Por Edgardo Scott.
“¿A qué traducción nos referimos?” se preguntaba Murena en
un breve texto de La metáfora y lo sagrado. Cada tanto, ciertos escritores
argentinos, también traductores, suelen retomar ese tema viejo y siempre
decisivo. En Música prosaica. Cuatro piezas sobre traducción (Ed. Entropía),
Marcelo Cohen vuelve a desplegar con originalidad y elegancia esa pregunta. Lo
hace de una manera que si bien mantiene a los cuatro artículos que componen el
libro dentro del género del ensayo, le permite desvíos y deslizamientos hacia
zonas más autobiográficas y narrativas, que alejan cualquier idea de tecnicismo
o especialización.
El primer ensayo –que además lleva el título del libro–
explora los vínculos de la traducción con la música, y hasta podría decirse con
la traducción musical. Pero esa apreciación de la música, para Cohen, es una
apreciación poética. La música como lenguaje intraducible o como traducción
ejemplar de la experiencia, la música como magia y representación. “Es
indicativo que tantos narradores posmodernos expresen el mismo deseo de
impermanencia y desposesión: que el origen del relato sea una tenue melodía”.
En los dos ensayos posteriores, y a través de un periplo
autobiográfico, Cohen señala en la traducción el problema, el estorbo de la
identidad.
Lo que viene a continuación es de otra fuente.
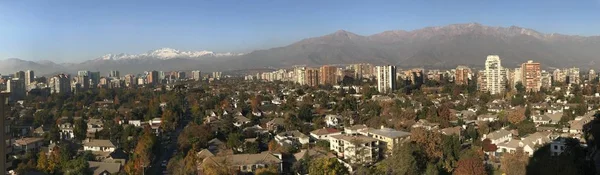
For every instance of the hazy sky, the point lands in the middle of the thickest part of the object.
(78, 30)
A través de anécdotas y epifanías, Cohen relata cómo llegó a
“…reconocer que uno no se pertenece, que cada vida o biografía es una forma
pasajera y mudable de algo que la antecede, la posibilita y la disipa al cabo,
que salimos de una corriente intemporal, indiferenciada, cuyas otras formas
deberían ser objeto de trato cuidadoso.” ¿Cuál es el lenguaje de un país, de
una región? ¿Cuál es el lenguaje de esa ficción cambiante e incierta que sería
uno mismo? Cohen afina un desguace, una amorosa disección de la identidad –que
no puede ser otra que una identidad discursiva– porque esa también es tarea del
traductor; y es una tarea, al fin de cuentas, de alcance político. En Buenos
Aires o en Barcelona, traduciendo para Argentina o para España, Cohen detalla
en esos textos su aprendizaje: “Comprendí rápida, casi atolondradamente, que
nadie que piense con alguna frecuencia en el lenguaje puede no desembocar en la
política”.
El libro se cierra con el texto “Persecución. Pormenores de
la mañana de un traductor” que pone en acto todas las ideas de los ensayos
anteriores. Así, Cohen hace una crónica en tiempo real sobre la traducción de
un libro; se expone y deja caer sus elecciones y criterios, nunca definitivos;
“Uno siempre está en medio de una frase; y entre lo que ya escribió, y es
pasado, y el descubrimiento que vislumbra cerca del punto está el momento de
pugna con las palabras en un umbral: esa duda inexorable es la fatiga del
oficio, pero también la dádiva.”
En “Las versiones homéricas”, Borges ya desmalezaba: “ningún
problema tan consustancial con las letras y con su modesto misterio como el que
propone una traducción.” Por su parte, Carlos Correas en El deseo en Hegel y
Sartre, decía: “..es una cuestión delicada la de las traducciones, porque tal
vez uno está perdiendo el tiempo leyendo una traducción deficiente, que no
entiende, porque se equivoca el traductor”. Vale la pena subrayar cuando
Correas dice “se equivoca el traductor”. Porque si hay error, también hay
acierto. La clave, intuye y enseña Cohen, sería la duda: “Si una gran tarea
política del presente es hacernos una idea de qué urge eliminar de la lengua,
qué destruir y reciclar, qué guardar y poner a disposición, si se trata de
razonar cuánta gramática necesitamos para pensar y sentir de veras, el
traductor puede esbozarlo porque está acostumbrado a dudar entre palabra y
palabra.”
Después de leer Música prosaica. Cuatro piezas sobre
traducción –menos una recopilación de ensayos o un instructivo manual, que uno
de esos libros íntimos, felices y misceláneos– se percibe la verdadera,
inmanente y luminosa dificultad de toda traducción: la continua, perpetua y
desfigurada traducción que opera el lenguaje sobre la vida. Porque como tradujo
Murena: “Existir. Todo lo existente es traducción”.